Und so bin ich hier also, in einem schönen Haus, dessen oberste vier Stockwerke wirken wie ein Hotel, dem man kaum ansieht, dass sich in den beiden Stockwerken darunter noch alle möglichen gesundheitsfördernden Einrichtungen verstecken, teils nüchtern-medizinisch, teils schöngeistig-wellnessmässig.

Es war eigentlich immer schon mein geheimer Traum, statt klassischer Ferien – man fährt mit den Kindern irgendwohin und ist mit deren Bändigung etwas so beschäftigt wie sonst mit der Bändigung der Mitarbeiter und Kollegen dem normalen Joballtag – mal zwei Wochen nur rumzuliegen, zu lesen und endlich mal bis zum Abwinken Serien zu schauen («Breaking Bad» – super Tipp via Facebook von Ibo Evsan).

Der Aufenthalt hier kommt dem sehr nahe. Natürlich fahre ich ein paarmal am Tag mit dem Lift runter nach U1 und habe Physiotherapie, Aqua Relax (wirklich relaxend, solange man nicht lachen muss) oder Ergolinetraining auf dem Bike, aber das ist alles sehr entspannend und lenkt nicht vom Erholen ab. Ich lese jeden Morgen drei Zeitungen (NZZ, Tagi, Tagblatt) – auf Papier. Sicher liegt es vor allem daran («Print wirkt!»), dass mein Blutdruck auch ohne Medikamente nur durch drei Tagen schon deutlich gesunken ist – und natürlich am sehr beruhigenden Plot von Breaking Bad.

Zur Sicherheit: Ich finde nicht, dass eine Erschöpfungsdepression etwas Ehrenrühriges wäre, im Gegenteil, meine aufrichtigen besten Wünsche gehen an jeden, der das hat oder mal hatte. Und es gibt natürlich durchaus ein paar Faktoren, die mich auch auf diese Schiene bringen könnten. Aber da das Buch darüber schon geschrieben ist, habe ich mich entschlossen, lieber deutlich vorher die Abzweigung zu nehmen, und darüber bin ich sehr happy. Ich kann so eine Pause nur jedem empfehlen, der in seinem Job viel um die Ohren hat.

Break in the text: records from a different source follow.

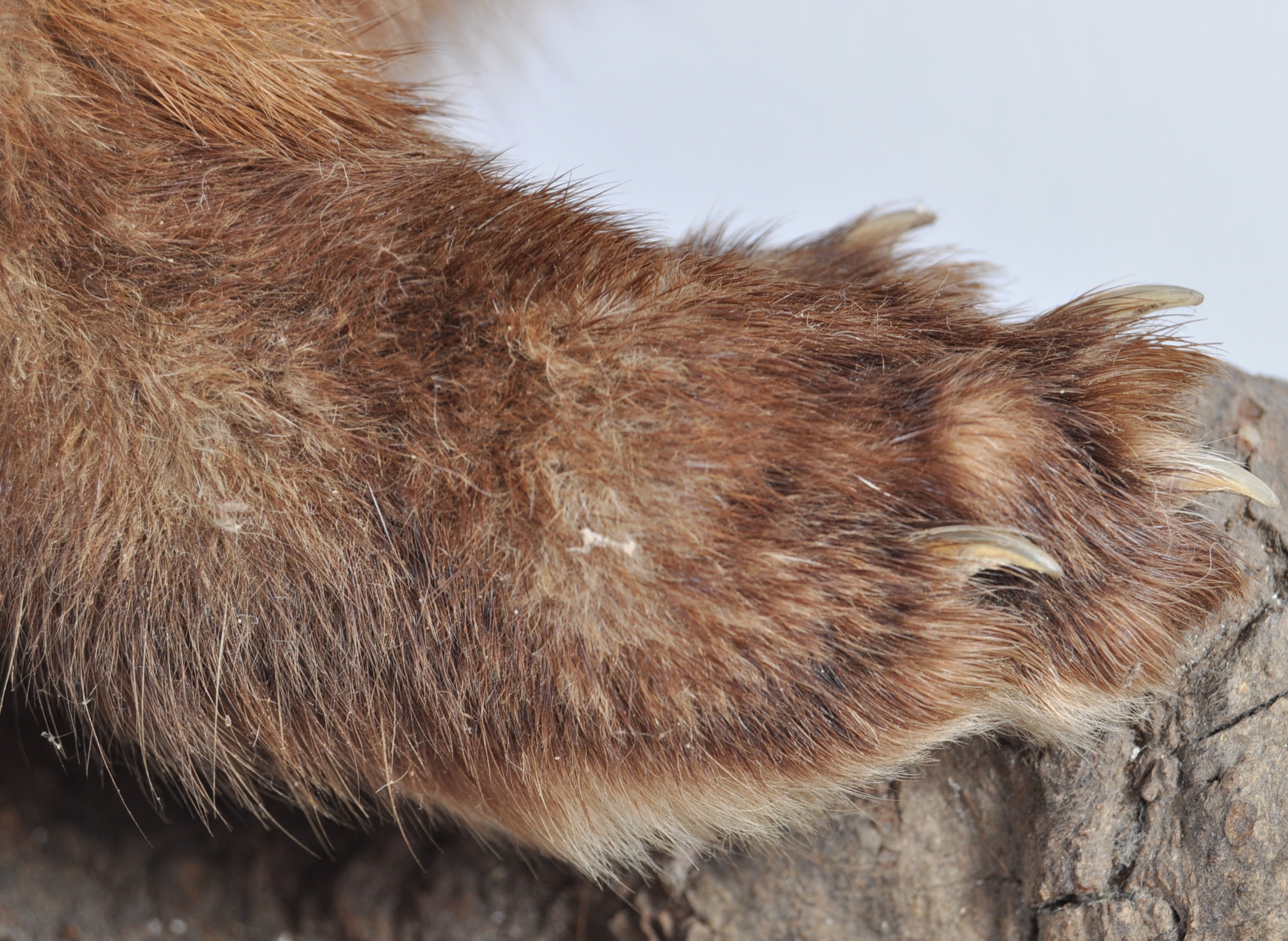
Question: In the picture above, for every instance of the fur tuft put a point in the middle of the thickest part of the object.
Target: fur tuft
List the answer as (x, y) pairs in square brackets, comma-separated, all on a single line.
[(307, 417)]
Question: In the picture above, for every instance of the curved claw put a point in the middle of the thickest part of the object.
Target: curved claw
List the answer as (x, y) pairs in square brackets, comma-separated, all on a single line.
[(886, 228), (1141, 300), (988, 547), (1208, 472)]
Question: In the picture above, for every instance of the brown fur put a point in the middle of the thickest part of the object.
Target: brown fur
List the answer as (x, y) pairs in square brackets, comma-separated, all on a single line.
[(339, 467)]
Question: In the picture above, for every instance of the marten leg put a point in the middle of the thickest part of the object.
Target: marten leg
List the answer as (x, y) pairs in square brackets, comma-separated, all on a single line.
[(339, 467)]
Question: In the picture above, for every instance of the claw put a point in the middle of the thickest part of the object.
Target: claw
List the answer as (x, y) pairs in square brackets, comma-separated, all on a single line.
[(1214, 472), (988, 547), (1140, 300), (886, 228)]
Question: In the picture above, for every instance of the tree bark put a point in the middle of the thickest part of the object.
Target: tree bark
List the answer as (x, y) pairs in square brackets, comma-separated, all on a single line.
[(1174, 827)]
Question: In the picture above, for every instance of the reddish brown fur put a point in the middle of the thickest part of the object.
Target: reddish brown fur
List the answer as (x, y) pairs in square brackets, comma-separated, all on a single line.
[(308, 416)]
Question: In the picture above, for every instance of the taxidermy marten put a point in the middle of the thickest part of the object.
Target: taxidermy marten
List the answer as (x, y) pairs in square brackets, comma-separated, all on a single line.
[(343, 468)]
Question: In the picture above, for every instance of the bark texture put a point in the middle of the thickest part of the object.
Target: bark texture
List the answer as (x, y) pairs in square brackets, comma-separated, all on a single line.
[(1174, 828)]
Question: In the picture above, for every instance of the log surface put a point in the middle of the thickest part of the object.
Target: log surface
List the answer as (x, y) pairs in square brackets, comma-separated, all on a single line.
[(1172, 828)]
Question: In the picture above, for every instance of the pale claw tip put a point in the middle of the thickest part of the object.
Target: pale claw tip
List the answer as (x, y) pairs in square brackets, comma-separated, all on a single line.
[(888, 228), (1210, 472), (1141, 300), (988, 547)]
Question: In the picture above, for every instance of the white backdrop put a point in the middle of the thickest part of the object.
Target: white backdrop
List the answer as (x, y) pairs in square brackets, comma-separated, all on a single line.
[(1075, 143)]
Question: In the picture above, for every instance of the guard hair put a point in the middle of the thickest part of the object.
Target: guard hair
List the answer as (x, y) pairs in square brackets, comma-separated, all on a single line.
[(340, 467)]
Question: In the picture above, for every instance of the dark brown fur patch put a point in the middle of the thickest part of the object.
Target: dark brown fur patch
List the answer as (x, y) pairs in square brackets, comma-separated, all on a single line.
[(339, 467)]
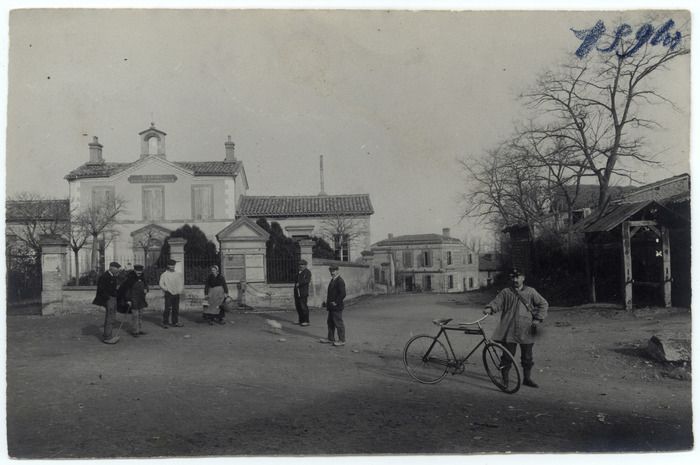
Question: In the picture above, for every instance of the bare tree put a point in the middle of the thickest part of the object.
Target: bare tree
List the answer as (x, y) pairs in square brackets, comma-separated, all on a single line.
[(98, 219), (597, 106), (505, 189), (77, 238), (35, 215), (342, 231)]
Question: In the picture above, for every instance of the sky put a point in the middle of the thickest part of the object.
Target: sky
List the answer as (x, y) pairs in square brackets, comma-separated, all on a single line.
[(391, 99)]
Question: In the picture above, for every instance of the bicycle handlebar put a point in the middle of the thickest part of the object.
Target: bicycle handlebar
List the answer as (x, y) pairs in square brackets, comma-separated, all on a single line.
[(444, 321)]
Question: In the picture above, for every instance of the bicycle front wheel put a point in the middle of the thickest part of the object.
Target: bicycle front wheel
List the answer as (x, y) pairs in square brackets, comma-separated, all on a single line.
[(425, 359), (501, 368)]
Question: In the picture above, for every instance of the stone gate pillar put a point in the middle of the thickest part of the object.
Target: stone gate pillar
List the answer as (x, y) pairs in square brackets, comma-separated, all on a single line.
[(54, 273), (177, 253)]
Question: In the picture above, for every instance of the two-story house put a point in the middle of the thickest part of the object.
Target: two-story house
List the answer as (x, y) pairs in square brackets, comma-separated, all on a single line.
[(159, 194), (428, 262)]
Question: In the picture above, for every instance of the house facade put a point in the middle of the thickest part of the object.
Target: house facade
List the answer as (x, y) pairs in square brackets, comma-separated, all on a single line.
[(342, 220), (427, 263), (159, 194)]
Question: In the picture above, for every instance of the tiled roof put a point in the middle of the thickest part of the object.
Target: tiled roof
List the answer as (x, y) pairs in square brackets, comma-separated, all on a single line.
[(490, 262), (47, 210), (198, 168), (617, 213), (418, 239), (312, 205), (102, 170), (588, 195)]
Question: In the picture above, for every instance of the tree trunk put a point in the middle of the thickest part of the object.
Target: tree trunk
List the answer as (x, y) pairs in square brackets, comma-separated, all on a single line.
[(77, 267)]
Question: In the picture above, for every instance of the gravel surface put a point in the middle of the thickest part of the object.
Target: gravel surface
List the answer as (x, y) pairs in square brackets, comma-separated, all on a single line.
[(246, 388)]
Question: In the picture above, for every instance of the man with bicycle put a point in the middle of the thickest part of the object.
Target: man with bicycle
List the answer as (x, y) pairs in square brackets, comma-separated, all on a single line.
[(522, 310)]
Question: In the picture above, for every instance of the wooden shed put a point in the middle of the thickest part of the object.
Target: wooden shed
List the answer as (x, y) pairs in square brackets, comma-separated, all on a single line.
[(638, 254)]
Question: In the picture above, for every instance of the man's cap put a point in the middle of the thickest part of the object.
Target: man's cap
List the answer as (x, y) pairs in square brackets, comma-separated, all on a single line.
[(515, 272)]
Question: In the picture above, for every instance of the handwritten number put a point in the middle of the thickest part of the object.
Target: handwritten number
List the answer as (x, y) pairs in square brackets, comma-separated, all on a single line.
[(646, 34), (589, 38), (622, 30), (643, 35)]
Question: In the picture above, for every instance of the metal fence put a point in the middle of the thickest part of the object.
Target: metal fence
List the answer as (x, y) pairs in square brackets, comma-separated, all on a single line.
[(282, 269), (196, 271), (23, 278)]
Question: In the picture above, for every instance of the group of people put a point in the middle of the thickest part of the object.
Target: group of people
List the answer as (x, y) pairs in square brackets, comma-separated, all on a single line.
[(334, 303), (521, 307), (128, 295)]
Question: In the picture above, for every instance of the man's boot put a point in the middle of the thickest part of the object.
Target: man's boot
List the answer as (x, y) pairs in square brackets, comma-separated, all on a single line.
[(528, 380), (504, 375)]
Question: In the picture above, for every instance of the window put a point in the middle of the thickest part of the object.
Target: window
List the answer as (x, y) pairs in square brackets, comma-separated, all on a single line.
[(427, 258), (234, 267), (153, 203), (153, 145), (341, 247), (202, 202), (102, 195), (407, 259)]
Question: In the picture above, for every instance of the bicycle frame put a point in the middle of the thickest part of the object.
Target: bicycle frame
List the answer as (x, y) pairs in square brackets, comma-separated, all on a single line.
[(443, 331)]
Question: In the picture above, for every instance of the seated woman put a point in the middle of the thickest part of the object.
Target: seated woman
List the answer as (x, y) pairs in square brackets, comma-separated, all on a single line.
[(215, 291)]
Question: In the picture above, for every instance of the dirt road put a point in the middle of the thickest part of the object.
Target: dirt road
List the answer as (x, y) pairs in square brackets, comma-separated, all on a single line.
[(244, 389)]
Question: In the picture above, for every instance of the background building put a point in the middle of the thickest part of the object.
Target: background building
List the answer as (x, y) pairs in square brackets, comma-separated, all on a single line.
[(428, 262)]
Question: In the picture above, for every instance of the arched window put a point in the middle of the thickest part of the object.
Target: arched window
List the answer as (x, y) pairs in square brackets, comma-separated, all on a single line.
[(153, 146)]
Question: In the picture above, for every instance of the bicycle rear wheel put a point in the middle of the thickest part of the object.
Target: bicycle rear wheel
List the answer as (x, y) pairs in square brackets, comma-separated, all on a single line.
[(425, 359), (501, 368)]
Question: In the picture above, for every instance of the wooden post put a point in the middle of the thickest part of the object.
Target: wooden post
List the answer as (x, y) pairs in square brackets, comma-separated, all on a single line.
[(627, 264), (666, 250)]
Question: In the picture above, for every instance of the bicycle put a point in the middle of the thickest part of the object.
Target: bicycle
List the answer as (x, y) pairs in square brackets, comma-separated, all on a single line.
[(426, 359)]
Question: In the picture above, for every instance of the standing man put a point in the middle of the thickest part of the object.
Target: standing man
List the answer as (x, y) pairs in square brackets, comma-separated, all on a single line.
[(301, 292), (106, 297), (334, 305), (173, 283), (522, 310)]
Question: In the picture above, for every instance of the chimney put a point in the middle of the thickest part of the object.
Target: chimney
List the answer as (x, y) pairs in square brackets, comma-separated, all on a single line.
[(323, 192), (95, 152), (230, 150)]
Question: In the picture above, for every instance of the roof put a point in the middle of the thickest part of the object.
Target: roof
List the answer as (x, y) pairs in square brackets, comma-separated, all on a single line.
[(588, 195), (198, 168), (617, 213), (412, 239), (490, 262), (43, 210), (301, 206)]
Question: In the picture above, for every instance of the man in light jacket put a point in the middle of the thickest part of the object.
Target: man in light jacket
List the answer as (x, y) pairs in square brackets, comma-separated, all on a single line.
[(522, 310), (172, 283)]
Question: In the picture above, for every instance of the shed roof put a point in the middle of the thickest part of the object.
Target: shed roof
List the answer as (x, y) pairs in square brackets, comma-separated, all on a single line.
[(615, 214), (301, 206), (412, 239)]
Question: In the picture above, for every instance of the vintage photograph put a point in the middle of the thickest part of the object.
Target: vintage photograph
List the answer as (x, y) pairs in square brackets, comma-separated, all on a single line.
[(237, 232)]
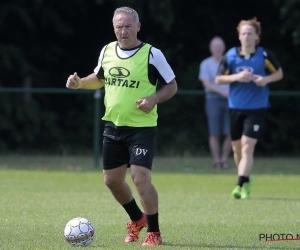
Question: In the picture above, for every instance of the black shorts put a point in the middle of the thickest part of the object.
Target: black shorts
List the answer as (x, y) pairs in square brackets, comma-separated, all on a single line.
[(247, 122), (125, 145)]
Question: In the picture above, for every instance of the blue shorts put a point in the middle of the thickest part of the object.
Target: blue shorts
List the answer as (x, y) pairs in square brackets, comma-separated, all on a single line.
[(247, 122), (217, 113)]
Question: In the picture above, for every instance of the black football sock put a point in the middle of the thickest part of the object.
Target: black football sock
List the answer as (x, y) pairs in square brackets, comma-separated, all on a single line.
[(133, 210), (242, 180), (152, 221)]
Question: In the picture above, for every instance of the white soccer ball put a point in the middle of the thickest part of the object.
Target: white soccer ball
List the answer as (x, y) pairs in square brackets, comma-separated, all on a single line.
[(79, 232)]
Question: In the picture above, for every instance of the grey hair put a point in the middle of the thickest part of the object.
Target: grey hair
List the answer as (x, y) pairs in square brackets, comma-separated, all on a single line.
[(127, 10)]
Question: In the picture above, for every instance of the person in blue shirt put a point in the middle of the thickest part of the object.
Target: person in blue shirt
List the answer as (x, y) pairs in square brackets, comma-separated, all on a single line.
[(249, 69), (216, 107)]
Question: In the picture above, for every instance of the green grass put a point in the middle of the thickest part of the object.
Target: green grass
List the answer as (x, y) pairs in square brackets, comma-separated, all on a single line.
[(39, 195)]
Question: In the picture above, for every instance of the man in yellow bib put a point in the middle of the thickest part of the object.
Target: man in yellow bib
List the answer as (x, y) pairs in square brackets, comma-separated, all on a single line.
[(130, 71)]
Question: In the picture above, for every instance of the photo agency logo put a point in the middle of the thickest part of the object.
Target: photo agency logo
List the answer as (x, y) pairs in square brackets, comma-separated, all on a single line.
[(278, 237)]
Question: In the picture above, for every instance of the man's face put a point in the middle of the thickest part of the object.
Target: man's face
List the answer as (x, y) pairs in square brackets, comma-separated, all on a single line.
[(248, 36), (126, 30)]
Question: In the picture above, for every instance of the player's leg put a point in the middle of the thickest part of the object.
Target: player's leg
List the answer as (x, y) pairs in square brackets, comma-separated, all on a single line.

Noch ein Wort zu Online vs. Offline: Natürlich haben mir alle Mitarbeiter gesagt: Lass bloss alle Geräte zuhaus. Das habe ich nicht gemacht, sondern habe sie dabei, nutze aber Büro-Features wie E-Mail und Kalender sehr wenig. Ich lasse das iPhone bei allen Anwendungen im Zimmer und schaue meine Mails nur alle paar Stunden an. Am Wochenende habe ich mal locker zwei Stunden Newsletter abbestellt etc., was schon fast eine kontemplative Wirkung hat. Den Laptop nutze ich wie gesagt fast nur für Videos, das iPad hatte ich noch gar nicht in der Hand. Ich glaube, ich fände es stressiger, ganz abgeschnitten zu sein, als gelegentlich mal reinzuschauen, was läuft, und festzustellen, dass wenig läuft – und selbst wenn, dank Out-of-Office-Meldung erwartet niemand eine Antwort. Bisher bin ich jedenfalls mit «wenig online» ganz happy.

Am 28. Januar bin ich in neuer Frische wieder Büro. Und relaxen hin oder her, ich freue mich natürlich jetzt schon darauf.